Sanki kendileri daha yakın zamanda çıkardıkları afla tacizcileri, tecavüzcüleri, katilleri salmamışlar gibi cezaları artırmaktan söz ediyorlar. Ülkeyi çetelerin/mafyaların cenneti haline getiren Erdoğan utanmadan “insanlara güvenli yaşam sunmaktan” bahsediyor. Oysa aynı konuşmada “Alkol kullanımıyla mücadele, kadına yönelik şiddetle mücadelenin ayrılmaz bir parçasıdır” diyerek bir kez daha alkol kullananları hedef aldı.
Diğer AKP sözcülerinin yaptığı gibi İstanbul Sözleşmesi düşmanlığını sürdüren Erdoğan, “İstanbul Sözleşmesi’nden çekilmemizin kadın hakları ve kadınlara yönelik şiddetle mücadeleye en ufak bir menfi etkisi olmadı” iddiasını ortaya atarak, kadınları katledenleri korumaya devam edeceklerini de ilan etmiş oldu.
Ancak Erdoğan’ın açıklamasında en çarpıcı nokta şu oldu:
“2012 yılında 6284 sayılı Ailenin Korunması ve Kadına Şiddetin Önlenmesine Dair Kanun ile kararlılığımızı ortaya koyduk. Bu kanun, ülkemizde kadına yönelik şiddetle mücadelede şimdiye kadar yapılmış en büyük devrimdir, tarihi bir kazanımdır.”
Oysa İstanbul Sözleşmesi’ni yetkisi olmamasına rağmen kaldıran Erdoğan, kendisi ile müritlerinin her fırsatta saldırdığı, iptal etmek istediklerini dile getirdikleri 6284 sayılı Ailenin Korunması ve Kadına Karşı Şiddetin Önlenmesine Dair Kanun’u “devrim niteliğinde kanun” diye ilan etti. Suçlarını örtme telaşına düşen dinci-faşist rejimin şefleri, her tarafından riyakarlık dökülen bu tür vaazlarla toplumu kandırabileceklerini sanıyorlar.
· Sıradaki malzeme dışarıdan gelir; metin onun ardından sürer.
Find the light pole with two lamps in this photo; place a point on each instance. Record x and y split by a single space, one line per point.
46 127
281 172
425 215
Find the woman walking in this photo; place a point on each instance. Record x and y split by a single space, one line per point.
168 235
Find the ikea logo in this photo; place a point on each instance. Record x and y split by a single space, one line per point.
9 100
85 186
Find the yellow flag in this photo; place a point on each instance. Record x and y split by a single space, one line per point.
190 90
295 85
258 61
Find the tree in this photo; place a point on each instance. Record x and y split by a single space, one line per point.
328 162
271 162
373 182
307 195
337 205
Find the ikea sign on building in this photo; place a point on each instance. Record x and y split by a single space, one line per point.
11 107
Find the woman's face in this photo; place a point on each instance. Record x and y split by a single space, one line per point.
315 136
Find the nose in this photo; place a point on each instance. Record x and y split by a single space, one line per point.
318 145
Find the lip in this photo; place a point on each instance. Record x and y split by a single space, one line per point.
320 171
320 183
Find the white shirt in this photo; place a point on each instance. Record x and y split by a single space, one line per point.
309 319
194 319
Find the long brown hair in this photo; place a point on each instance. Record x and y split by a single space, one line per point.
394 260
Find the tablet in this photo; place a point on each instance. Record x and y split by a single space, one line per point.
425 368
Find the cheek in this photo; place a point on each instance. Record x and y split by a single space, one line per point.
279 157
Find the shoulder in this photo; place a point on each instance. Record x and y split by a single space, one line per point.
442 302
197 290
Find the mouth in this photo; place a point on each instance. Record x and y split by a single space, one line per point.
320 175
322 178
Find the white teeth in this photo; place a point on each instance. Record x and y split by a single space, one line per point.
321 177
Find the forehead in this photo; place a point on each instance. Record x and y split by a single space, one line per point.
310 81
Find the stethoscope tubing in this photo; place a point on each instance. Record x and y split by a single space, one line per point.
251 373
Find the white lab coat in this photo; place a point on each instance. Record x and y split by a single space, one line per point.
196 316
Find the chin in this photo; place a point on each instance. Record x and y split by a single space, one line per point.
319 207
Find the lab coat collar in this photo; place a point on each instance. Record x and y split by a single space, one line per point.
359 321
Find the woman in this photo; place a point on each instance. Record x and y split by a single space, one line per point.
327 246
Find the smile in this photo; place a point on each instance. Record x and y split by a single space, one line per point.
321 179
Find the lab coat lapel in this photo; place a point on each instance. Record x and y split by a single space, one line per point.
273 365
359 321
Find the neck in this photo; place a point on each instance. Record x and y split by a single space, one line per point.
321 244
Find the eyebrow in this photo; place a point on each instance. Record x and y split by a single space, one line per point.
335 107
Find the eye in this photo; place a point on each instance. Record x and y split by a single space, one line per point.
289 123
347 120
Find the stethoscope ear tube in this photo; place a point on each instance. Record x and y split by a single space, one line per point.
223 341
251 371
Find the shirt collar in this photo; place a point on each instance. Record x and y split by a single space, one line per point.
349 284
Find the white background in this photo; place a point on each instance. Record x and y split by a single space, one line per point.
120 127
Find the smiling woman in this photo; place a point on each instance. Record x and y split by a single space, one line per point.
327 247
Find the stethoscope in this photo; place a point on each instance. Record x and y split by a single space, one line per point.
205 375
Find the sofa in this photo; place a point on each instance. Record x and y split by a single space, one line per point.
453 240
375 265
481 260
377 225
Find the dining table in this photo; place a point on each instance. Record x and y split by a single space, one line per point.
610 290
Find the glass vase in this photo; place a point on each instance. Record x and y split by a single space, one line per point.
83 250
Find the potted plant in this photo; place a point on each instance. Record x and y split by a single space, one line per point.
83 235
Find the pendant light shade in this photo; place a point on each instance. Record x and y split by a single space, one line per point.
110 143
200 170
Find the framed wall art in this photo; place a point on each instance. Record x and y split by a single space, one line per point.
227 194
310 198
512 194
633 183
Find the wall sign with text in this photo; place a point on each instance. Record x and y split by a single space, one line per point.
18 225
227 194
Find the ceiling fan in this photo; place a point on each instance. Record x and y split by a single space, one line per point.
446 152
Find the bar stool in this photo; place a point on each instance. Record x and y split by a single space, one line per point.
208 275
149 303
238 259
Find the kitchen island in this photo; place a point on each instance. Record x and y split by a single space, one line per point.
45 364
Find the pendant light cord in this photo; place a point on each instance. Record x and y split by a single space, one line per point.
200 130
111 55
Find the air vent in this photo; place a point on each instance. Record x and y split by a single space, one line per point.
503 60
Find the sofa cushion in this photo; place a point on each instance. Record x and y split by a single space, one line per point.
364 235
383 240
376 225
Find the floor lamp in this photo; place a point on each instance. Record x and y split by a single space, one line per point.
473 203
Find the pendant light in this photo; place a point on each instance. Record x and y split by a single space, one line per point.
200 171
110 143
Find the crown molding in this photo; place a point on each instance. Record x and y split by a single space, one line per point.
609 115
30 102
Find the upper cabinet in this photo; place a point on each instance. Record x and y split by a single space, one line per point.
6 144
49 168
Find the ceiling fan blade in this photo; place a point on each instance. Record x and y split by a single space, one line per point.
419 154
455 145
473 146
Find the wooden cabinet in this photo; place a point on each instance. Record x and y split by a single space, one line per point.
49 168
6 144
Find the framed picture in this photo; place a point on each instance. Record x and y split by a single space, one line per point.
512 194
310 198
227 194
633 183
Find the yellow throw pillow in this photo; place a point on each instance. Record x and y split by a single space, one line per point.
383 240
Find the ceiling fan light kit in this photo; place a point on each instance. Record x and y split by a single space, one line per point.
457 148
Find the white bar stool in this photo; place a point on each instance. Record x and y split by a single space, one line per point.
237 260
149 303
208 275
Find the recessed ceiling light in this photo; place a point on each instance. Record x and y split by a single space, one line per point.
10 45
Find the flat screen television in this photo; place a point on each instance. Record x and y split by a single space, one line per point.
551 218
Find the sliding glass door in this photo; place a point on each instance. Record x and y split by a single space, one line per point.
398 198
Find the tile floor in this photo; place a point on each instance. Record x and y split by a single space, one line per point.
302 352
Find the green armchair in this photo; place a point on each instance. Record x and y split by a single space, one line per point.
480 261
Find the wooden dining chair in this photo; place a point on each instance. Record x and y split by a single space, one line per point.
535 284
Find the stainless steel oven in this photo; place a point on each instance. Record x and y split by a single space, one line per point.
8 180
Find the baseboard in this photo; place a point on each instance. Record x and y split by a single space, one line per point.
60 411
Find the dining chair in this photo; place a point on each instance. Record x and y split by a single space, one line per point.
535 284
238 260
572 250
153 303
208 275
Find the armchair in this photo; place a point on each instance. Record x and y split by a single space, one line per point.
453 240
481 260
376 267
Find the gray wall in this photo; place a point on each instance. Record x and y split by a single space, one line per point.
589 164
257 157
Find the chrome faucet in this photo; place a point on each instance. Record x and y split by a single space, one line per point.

Sorumlulardan hesap sormak için
Sermaye düzeni kadının çifte sömürüsünden besleniyor. Kendi çıkarları uğruna kadına yönelik şiddeti, her türlü yozluğu büyütüp derinleştiriyor. Sermayenin vurucu gücü AKP-MHP iktidarı da gericiliğe yaslanarak kadın düşmanlığını büyütmekte, buldukları her fırsatta kadınların kazanılmış haklarına saldırarak kadının ikincil konumunu pekiştirmek için her yola başvurmaktadır. Yaşanan katliamlardan başta Erdoğan olmak üzere AKP-MHP iktidarının tüm şefleri birinci derecede sorumluluk taşıyor. İster üzerini örtmeye çalışsınlar ister baskı ve saldırganlığı artırarak yıldırmaya çalışsınlar bu gerçeklik toplumun geniş kesimleri tarafından açık seçik görülmektedir. Ne yaparlarsa yapsınlar mızrak çuvala sığmıyor artık.
Sorumluluktan kaçmaya çalışanlar er ya da geç hesap verecekler. Kadınlar, işçiler, emekçiler, gençler gerçekleştirdikleri her eylemde bu sesi yükseltiyorlar. Katliamların hesabını sormak için yükselen bu sesler daha da büyütülmelidir. Kadınların eşit ve özgür yaşayabilmesini sağlamak içinse AKP-MHP iktidarıyla birlikte sermaye düzenini alaşağı etmek gerekiyor. Bu hedefe ancak başta emekçi kadınlar olmak üzere tüm işçi ve emekçilerin birleşik mücadelesi ile ulaşılabilir.